How oogenesis analysis combined with DNA barcode can help to elucidate taxonomic ambiguities: a polychaete study-based approach

Abstract

Abstract: Polychaetes are common in coastal and estuarine environments worldwide and constitute one of the most complex groups of marine invertebrates. The morpho-physiology of the female reproductive system (FRS) can be understood by using histological tools to describe reproductive cycle and gametogenesis paths and, among other purposes, aiming to identify and differentiate polychaete species. However, this histology-based approach is rarely combined with molecular tools, which is known to accurately delimitate species. In the same way, the description and understanding of oogenesis and vitellogenesis paths within polychaetes are lacking for most families, narrowing the range of its utility. Therefore, the present study aims to describe the oogenesis in three polychaete species common and abundant on the South American Atlantic coast (Laeonereis culveri, Scolelepis goodbodyi and Capitella biota) and investigate the utility of reproductive features and gametogenesis as a relevant associate knowledge to discriminate species, particularly useful for putative cryptic species, integrated with morphological and molecular data.
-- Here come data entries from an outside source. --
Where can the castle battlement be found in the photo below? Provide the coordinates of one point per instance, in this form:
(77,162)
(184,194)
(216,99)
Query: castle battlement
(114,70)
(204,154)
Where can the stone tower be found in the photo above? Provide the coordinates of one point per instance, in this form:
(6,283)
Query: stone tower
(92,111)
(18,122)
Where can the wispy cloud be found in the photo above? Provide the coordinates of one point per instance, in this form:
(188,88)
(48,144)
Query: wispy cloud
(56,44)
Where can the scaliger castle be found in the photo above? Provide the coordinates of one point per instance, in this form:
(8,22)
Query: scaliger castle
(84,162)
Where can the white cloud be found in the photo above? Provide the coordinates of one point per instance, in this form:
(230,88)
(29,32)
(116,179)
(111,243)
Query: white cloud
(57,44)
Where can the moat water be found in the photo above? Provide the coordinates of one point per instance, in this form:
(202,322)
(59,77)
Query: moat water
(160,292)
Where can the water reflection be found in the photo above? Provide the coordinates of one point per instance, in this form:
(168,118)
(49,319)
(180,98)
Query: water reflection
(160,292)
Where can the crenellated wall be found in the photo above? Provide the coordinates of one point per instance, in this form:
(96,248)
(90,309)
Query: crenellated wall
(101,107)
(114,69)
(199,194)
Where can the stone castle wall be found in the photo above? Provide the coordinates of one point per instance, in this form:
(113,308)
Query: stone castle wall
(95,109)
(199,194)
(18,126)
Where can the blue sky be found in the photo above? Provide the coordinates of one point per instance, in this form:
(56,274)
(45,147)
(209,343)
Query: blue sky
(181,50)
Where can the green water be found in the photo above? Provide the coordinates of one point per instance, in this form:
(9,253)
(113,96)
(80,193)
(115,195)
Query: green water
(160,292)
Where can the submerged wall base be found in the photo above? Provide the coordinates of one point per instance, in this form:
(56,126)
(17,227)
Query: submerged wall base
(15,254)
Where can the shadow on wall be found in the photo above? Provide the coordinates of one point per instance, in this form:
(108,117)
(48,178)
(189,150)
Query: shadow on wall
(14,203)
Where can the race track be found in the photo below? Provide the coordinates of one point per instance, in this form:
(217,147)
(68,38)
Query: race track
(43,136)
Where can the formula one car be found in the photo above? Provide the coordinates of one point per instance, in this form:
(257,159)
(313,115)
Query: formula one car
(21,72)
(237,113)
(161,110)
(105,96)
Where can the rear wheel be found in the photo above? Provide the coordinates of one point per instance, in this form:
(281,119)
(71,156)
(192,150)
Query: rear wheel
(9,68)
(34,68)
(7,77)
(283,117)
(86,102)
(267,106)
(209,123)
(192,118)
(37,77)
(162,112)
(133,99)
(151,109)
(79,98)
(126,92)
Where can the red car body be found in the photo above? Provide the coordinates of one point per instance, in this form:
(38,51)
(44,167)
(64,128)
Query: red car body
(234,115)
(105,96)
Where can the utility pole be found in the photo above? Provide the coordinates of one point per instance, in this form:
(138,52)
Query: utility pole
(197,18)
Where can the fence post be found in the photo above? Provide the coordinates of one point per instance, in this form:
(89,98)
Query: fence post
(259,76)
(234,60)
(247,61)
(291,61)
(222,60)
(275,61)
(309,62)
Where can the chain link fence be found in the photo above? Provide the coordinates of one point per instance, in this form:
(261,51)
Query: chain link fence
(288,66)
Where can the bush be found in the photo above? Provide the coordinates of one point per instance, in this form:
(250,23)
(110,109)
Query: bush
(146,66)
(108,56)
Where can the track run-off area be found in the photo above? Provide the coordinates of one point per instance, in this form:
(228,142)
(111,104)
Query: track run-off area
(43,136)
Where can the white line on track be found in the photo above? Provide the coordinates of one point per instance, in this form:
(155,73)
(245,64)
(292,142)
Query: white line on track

In a first attempt, the results obtained herein allow the authors to describe two new subtypes of oogenesis, dividing it in extraovarian oogenesis type I and II and intraovarian type I and II. The results also demonstrate that the following histological characters of the FRS can be relevant for the separation of related species: a) oogenesis type, b) occurrence or absence of a true ovary, c) ovary tissue organization, d) type of accessory cells present, and e) oocyte morphology. Additionally, these histological features of FRS, when compared with correlated species studied under this scope, converge with the genetic data. The analysis of cytochrome oxidase I (COI) barcode sequences differentiates between North and South American Atlantic populations of L. culveri (16.78% genetic distance), while in S. goodbodyi and C. biota it discriminates them from their congeneric species. These results highlight the importance of multi-tool approach and shows that both FRS histology and histo-physiology, and DNA barcoding can be used to identify and discriminate cryptic species, which is usually not possible when using morphological characters. Besides, these characters may also be useful in differentiating related species, and/or geographically distinct populations among polychaetes.